ML Model Monitoring

Detecting Unexpected Drift in Time Series Features

Detecting Unexpected Drift in Time Series Features

Aside from crystal balls, time series models have become the predominant approach to predicting the future. Often implemented at organizations with access to large amounts of historical data, these models leverage time dependent patterns and trends in input features (like economic indicators, weather patterns, even heartbeats) in order to forecast into the future. Time series models have use cases spanning nearly every data type and industry, yet a great deal of uncertainty still remains when productionalizing and particularly when monitoring these models. 

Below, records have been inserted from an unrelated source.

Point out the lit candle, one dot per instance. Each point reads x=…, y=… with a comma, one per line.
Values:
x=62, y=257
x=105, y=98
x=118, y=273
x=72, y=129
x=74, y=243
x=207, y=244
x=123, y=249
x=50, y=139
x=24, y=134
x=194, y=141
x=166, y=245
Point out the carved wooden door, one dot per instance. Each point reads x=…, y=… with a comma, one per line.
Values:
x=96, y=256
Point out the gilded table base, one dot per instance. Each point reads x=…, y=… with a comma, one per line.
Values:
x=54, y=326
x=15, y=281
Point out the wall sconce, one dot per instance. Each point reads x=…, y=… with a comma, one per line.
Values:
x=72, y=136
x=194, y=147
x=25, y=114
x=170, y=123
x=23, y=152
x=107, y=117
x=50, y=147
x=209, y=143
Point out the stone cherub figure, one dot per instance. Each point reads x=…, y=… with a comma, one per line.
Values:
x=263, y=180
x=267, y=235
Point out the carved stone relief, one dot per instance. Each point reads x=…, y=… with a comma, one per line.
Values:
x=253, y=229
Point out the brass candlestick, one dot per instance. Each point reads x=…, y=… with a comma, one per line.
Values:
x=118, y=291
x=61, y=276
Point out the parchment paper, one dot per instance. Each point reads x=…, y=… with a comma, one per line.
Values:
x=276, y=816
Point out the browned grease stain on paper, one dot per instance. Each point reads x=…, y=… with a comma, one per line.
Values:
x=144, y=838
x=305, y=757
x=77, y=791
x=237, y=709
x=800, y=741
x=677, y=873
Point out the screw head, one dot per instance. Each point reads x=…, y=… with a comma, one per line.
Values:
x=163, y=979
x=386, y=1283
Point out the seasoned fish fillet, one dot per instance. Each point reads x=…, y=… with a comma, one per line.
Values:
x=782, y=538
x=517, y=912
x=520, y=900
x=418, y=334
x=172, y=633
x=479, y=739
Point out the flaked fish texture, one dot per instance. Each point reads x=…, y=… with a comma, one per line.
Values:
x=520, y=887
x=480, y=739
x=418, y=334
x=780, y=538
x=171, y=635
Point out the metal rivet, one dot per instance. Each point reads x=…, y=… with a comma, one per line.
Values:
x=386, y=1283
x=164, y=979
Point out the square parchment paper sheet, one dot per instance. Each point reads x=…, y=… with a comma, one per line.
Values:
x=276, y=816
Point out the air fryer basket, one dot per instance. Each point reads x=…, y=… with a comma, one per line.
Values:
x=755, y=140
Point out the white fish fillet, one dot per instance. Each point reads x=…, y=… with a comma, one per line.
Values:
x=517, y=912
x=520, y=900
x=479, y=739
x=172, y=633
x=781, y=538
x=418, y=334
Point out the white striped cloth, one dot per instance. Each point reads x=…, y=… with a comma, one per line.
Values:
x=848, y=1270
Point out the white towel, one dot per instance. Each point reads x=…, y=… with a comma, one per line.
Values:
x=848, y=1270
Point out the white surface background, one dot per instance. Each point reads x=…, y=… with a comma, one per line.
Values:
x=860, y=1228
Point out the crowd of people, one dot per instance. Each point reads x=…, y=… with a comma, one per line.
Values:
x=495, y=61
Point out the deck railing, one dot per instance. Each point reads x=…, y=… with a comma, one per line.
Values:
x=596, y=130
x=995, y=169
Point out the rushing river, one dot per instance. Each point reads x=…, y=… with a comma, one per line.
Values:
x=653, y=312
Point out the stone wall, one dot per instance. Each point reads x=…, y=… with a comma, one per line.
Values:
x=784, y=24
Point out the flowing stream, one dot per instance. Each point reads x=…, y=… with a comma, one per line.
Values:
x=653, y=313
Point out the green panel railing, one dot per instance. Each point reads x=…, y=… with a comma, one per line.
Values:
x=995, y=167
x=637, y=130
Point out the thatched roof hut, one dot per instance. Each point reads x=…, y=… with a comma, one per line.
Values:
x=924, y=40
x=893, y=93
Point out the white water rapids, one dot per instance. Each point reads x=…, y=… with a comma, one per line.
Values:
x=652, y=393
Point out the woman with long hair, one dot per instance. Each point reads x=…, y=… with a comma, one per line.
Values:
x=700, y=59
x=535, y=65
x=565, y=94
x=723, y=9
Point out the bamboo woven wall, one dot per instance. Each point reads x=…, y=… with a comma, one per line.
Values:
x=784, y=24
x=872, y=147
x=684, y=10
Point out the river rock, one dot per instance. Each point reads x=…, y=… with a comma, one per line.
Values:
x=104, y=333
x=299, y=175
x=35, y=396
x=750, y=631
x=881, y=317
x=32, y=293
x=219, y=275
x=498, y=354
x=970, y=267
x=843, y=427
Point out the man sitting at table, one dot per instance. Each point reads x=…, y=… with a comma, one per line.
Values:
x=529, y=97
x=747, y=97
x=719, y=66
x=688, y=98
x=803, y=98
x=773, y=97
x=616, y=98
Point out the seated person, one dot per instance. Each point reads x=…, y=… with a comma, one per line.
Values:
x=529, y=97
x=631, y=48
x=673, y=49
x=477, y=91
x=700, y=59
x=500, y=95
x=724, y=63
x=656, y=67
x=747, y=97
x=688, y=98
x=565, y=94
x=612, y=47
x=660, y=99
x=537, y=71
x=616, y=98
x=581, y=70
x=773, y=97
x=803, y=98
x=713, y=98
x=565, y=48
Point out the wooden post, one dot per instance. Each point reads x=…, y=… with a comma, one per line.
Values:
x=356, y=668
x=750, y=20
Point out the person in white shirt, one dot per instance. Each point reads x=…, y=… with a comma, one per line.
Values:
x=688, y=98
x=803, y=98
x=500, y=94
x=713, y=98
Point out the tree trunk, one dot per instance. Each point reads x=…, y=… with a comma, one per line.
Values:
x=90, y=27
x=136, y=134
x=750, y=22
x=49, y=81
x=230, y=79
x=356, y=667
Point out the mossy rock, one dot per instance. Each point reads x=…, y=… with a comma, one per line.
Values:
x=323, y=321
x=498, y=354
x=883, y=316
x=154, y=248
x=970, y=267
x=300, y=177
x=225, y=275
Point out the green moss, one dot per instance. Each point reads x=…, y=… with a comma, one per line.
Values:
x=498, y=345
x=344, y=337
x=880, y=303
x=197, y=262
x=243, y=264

The Challenges of Monitoring Time Series Models

Validating time series models on historical data is standard practice prior to putting them into production. However, monitoring time series models once they are in production becomes tricky because forecasting horizons may be far into the future—meaning that the ground truth that traditional validation and performance metrics depend on may take a prohibitively long time to become available, exposing organizations to the risks associated with underperforming models in the meantime. Many data scientists have addressed this limitation by using data drift metrics on input features as a leading indicator of model performance and a key piece of information in determining if/when a model should be retrained. However, time series models oftentimes contain features that naturally drift over time and display seasonality, meaning that data drift is to be expected and potentially no longer a principled justification for retraining. In the remainder of this article, I will discuss an approach that would allow one to continue to use data drift metrics as an informative leading indicator of model performance by first accounting for the expected drift of input features and using traditional drift metrics to track the residuals of those time dependent features.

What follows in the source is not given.